In order to make them easier to handle the men had fastened steaks of wood that they stabbed into either side of the heart, making handles. Once we had filled the back of our truck it was time to descend once again to the mining town.
When we arrived and emptied it's contents next to the giant volcano like pit they called the oven. It was time to clear out the volcanic stone that filled this giant pit in order to start a fire to roast the hearts and once again load with stone. The stone would take the heat of the fire and hold it for a great deal longer and roast the hearts to perfection.

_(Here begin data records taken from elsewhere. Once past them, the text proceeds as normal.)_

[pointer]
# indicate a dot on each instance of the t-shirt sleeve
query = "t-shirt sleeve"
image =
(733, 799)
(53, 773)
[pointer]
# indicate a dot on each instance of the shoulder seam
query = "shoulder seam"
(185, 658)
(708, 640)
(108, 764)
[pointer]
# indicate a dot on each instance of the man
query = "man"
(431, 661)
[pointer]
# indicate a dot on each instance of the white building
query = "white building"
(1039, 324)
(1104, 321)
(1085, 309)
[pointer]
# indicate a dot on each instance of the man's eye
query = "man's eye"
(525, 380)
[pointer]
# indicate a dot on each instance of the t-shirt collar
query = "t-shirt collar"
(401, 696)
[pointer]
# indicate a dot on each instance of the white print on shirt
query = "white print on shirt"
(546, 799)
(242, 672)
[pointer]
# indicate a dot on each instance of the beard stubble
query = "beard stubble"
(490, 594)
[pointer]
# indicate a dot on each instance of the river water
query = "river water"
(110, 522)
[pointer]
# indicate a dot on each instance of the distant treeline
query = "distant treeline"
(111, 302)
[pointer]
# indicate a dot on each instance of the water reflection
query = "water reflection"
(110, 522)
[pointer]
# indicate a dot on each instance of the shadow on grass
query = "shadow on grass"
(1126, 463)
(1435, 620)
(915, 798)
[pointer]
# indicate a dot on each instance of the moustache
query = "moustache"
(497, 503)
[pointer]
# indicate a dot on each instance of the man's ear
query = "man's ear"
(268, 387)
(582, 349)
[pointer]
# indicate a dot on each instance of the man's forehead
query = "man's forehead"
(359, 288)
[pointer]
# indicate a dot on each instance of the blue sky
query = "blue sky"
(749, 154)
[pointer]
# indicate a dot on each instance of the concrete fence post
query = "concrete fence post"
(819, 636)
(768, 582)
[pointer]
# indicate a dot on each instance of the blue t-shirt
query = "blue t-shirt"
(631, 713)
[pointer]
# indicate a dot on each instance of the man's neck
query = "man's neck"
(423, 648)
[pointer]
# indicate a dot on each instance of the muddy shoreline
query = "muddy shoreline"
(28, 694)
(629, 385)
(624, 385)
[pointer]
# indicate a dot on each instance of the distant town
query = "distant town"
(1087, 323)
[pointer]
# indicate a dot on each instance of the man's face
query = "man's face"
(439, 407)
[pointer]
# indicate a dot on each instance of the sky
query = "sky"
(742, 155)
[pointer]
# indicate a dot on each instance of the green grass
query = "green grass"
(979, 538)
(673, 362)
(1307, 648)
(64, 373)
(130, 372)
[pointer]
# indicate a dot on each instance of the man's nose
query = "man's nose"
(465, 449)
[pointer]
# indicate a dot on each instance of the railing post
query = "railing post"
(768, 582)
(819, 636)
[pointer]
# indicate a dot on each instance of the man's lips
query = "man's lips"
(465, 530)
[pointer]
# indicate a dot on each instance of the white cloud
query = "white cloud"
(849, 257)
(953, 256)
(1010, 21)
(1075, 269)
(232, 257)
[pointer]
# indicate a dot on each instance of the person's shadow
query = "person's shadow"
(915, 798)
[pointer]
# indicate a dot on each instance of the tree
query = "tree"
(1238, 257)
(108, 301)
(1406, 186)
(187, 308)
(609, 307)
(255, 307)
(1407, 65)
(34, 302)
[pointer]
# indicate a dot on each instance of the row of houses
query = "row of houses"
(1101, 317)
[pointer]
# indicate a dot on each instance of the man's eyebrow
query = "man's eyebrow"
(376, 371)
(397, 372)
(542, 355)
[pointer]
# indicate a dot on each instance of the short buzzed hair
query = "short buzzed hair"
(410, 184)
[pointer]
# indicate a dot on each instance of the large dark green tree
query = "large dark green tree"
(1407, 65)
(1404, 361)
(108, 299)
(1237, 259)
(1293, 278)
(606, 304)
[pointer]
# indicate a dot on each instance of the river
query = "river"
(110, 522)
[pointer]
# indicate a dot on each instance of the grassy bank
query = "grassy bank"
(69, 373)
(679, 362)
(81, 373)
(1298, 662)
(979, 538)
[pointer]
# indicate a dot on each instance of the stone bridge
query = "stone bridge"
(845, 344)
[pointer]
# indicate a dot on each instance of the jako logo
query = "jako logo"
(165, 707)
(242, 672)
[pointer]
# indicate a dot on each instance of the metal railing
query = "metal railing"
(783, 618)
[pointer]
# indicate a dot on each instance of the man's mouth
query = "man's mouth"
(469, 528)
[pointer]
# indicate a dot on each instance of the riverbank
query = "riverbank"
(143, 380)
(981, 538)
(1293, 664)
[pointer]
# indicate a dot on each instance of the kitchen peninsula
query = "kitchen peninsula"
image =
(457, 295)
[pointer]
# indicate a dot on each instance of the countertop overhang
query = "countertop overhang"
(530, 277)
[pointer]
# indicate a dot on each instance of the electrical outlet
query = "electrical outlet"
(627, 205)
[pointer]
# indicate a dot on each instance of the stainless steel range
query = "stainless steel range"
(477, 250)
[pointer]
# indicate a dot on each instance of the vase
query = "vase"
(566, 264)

After three days of this demanding labor and poor nights of rest on the tile floor I was pretty well exhausted so when the Jefe told me we were postponing roasting for another day and that he was going into town to sell his spirits, I decided to take a ride with him back to the relative comfort of a hostel bed and a shower to wash my now completely red rash covered skin. I was a bit surprised when I went to buy a bottle of his Mezcal that he didn't offer me one in exchange for all the work I had done. Being from the United States automatically means you are rich, so I kind of shrugged it off and payed the price (not cheap). Also I had a good share of the stuff at their party so it all evens out in the end. With a few more kind words I took my bottle and left the little square where the farmers market was getting underway.
That night, after uploading a few pictures on social media and telling a little of my story while sipping my mezcal I went out and got proper hickup drunk at one of my favorite little mezcalarias.
wondering down the road, chuckling, swaying, covered in rashes from head to toe with every muscle aching. I felt a deep happiness floating around in my chest, or was that the mezcal?